Our program provides the following 2 method for applications:

static List<Edge> findEulerTour(Graph g) {
    // Return an Euler tour of g
}

static boolean verifyTour(Graph g, List<Edge> tour, Vertex start) {
    // verify tour is a valid Euler tour
}

The algorithm that we implement to find the Euler tour is called Hierholzer's algorithm (more on wikipedia Eulerian_path). The running time is bounded by O(|E|).

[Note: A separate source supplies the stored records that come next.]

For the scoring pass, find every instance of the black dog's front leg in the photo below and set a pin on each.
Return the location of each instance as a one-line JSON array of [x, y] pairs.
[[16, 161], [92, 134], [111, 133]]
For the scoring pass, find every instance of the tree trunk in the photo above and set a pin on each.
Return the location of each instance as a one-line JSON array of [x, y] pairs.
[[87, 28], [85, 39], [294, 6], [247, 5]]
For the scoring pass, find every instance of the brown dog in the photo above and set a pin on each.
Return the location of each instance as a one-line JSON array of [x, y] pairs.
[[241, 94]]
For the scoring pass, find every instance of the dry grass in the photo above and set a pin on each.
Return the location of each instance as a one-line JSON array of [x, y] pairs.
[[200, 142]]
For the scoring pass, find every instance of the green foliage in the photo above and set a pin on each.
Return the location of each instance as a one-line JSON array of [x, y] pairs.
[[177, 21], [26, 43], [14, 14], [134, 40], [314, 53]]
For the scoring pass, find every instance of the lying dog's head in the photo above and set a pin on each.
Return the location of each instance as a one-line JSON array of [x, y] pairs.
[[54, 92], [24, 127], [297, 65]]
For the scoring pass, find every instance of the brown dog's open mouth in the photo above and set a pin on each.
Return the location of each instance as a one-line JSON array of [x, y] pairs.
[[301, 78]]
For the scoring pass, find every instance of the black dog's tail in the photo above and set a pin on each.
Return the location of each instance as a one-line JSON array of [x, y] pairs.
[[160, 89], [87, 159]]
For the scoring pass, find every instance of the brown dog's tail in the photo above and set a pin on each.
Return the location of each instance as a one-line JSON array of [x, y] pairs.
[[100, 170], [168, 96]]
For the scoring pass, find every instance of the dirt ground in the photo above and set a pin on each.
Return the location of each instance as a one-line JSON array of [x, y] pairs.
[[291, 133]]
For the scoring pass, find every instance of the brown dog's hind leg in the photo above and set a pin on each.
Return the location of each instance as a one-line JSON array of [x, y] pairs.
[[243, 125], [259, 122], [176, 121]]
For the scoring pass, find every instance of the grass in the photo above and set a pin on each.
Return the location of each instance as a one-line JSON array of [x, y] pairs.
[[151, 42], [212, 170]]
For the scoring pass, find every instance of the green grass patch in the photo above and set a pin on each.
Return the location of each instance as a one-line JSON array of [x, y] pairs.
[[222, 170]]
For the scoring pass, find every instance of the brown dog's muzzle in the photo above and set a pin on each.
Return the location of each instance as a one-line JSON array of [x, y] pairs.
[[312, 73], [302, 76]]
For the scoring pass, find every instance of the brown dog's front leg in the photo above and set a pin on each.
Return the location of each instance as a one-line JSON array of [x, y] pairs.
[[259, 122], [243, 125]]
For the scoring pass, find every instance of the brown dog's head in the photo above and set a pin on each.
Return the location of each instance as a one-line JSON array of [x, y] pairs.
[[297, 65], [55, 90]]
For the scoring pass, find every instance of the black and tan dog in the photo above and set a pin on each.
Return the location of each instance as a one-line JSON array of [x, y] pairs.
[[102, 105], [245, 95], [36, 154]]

On a large input graph with 500000 vertices and 5249924 edges, out implementation can output the Euler tour in about 2 seconds and verify a given tour in less than 1 second.

##Input Output specification: The input graph can be passed from console or from a file, the format of the input is as follows:

First line contains 2 integers: the number of vertices and edges in the graph;

From the second line on, each line contains 3 integers representing an edge in the graph: the start vertex, the end vertex and the weight of the edge;

Output the Euler tour as a list of edges.

Below is a sample input and output:

Sample input
6 10
1 2 1
1 3 1
1 4 1
1 6 1
2 3 1
3 6 1
3 4 1
4 5 1
4 6 1
5 6 1

Sample output
(1,2)
(2,3)
(3,6)
(4,6)
(4,5)
(5,6)
(1,6)
(1,3)
(3,4)
(1,4)

The actual tour is 1->2->3->6->4->5->6->1->3->4->1. If the edge (1,4) did not exist, then the graph has an Euler path between 1 and 4, and the output is same as above, except for the last line is not there. In this case, the algorithm outputs the path starting at node 1, which is the smaller node of 1 and 4.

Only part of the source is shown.